In Guilt Trip (2007), Kjartansson works with Laddi, a comedian, who has been present throughout the lives of the generation of Icelanders of which the artist is part. He has invented countless characters, performing on television, radio, in theater, film and on music albums. The entire nation has most likely at some point been at the verge of wetting themselves with laughter when Laddi has slipped into one of his roles. Then there is the paradox; no one seems to know the actor. Behind multiple identities of extreme personas and a support layer of the artistic alias “Laddi” resides the person, Thorhallur Sigurdsson. He is a reclusive man, so known for his shyness that the media long ago gave up trying to interview him. To the public he is a tabula rasa – one day he is opening a bar, the next he is selling holiday homes in Spain. This performer, who has been adamant in separating his art and personal life, is now seen in Ragnar Kjartansson’s video, hiking in the wilderness with a rifle and a bag of bullets. There is no wig, no makeup, no character and – perhaps most surprisingly - no comic relief. Occasionally he fires his weapon aimlessly before heading on and shooting again. It is clear that Kjartansson has scripted this and directed, he did not document an everyday act of this person. Around the video he has constructed a painted environment, suggesting the bare winter landscape that the man is walking through. Here and there are painterly strokes of distant explosions mirroring the gunshots. Other paintings are variations on a theme of conflicted expression, props or extras blurting out emotions in a stage set for the performance in the video. Rather than the video being an extension of the painting installation, however, they derive from it, for at the center of the work is the indistinct identity of the gunman.
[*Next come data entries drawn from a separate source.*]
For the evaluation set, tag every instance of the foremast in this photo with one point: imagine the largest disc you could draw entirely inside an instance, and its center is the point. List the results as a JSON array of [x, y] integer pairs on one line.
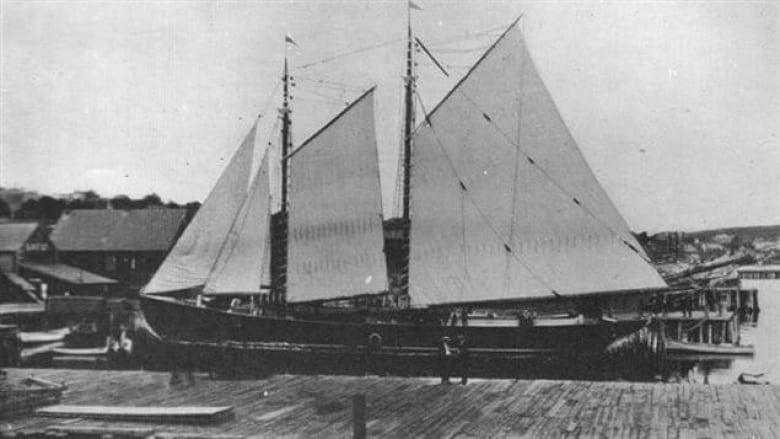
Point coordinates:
[[280, 220], [406, 163]]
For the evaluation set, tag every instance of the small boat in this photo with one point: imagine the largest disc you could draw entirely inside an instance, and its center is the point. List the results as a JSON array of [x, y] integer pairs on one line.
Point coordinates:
[[41, 337], [41, 349], [85, 352], [686, 348]]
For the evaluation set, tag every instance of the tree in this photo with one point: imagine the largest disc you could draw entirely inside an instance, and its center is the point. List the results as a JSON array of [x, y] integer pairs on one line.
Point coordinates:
[[122, 202], [151, 200], [50, 208], [28, 210]]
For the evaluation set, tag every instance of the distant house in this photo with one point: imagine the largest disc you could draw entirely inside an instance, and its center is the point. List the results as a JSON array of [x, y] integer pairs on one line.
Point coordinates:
[[122, 245], [13, 239]]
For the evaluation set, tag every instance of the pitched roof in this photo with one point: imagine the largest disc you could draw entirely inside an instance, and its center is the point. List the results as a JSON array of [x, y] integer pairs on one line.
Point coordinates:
[[67, 273], [14, 235], [117, 230]]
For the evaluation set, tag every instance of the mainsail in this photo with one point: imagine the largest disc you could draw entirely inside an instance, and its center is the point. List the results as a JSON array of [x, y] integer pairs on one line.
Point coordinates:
[[192, 258], [336, 237], [504, 206], [243, 264]]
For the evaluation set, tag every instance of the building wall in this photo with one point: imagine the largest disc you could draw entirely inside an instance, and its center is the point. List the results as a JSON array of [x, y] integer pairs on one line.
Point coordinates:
[[132, 269], [8, 261]]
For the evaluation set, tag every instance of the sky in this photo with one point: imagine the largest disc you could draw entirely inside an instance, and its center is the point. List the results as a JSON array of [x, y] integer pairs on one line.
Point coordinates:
[[675, 105]]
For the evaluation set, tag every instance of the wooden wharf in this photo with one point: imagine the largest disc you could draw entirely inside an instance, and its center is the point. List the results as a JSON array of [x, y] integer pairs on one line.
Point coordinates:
[[701, 327], [322, 406]]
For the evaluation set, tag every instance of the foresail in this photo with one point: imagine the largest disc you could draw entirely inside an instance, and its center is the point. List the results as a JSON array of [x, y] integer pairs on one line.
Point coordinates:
[[192, 258], [244, 261], [336, 238], [504, 206]]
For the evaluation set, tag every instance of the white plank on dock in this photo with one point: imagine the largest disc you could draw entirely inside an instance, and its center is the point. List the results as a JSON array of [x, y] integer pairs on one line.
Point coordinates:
[[144, 414]]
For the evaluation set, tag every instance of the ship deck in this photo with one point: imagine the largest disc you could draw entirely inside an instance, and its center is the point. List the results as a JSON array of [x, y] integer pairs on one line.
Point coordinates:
[[321, 406]]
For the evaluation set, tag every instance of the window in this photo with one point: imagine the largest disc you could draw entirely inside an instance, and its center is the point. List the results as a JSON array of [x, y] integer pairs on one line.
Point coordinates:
[[111, 263]]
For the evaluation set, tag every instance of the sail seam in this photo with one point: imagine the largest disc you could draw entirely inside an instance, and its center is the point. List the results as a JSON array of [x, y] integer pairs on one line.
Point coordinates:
[[485, 218], [550, 178]]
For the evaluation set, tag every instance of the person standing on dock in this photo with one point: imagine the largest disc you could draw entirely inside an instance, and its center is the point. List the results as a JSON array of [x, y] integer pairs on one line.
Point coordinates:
[[463, 360], [445, 358]]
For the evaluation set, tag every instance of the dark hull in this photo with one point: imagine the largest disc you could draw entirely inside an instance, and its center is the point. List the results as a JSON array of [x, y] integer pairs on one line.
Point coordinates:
[[174, 320]]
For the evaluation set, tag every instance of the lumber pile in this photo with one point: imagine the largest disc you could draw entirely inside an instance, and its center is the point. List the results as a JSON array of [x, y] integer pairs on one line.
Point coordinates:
[[29, 394]]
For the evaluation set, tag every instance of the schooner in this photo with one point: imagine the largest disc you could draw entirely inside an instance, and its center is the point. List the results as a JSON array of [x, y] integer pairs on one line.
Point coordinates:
[[499, 207]]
Guilt Trip in a way is a tribute to Laddi. It would not have been conceived with any other actor. Kjartasson highlights the paradox of the actor by choosing a person, who is only known as a multitude of identities. The work respects his anonymity without suggesting any of his previous, well-known characters. It sets him in a situation free from the pressure of acting a role; the physical undertaking of the hike and the expressive gesture of firing the gun consume all attention. What is the guilt? One is tempted to interpret the gun as a substitute for his professional effort. Much like the hunter, the comedian relies on the right time and the right place for success. Paradoxically Laddi is in the middle of nowhere aiming coincidentally at nothing – he might as well be shooting blanks. Has he wasted his life entertaining an unknown audience? Has he lost himself on the way? Are the targets for his bullets the numerous identities that he has put out there? Yet again, Kjartansson has thwarted the clear distinction between art and life, contesting the truth in performance, the very nature of which is a lie.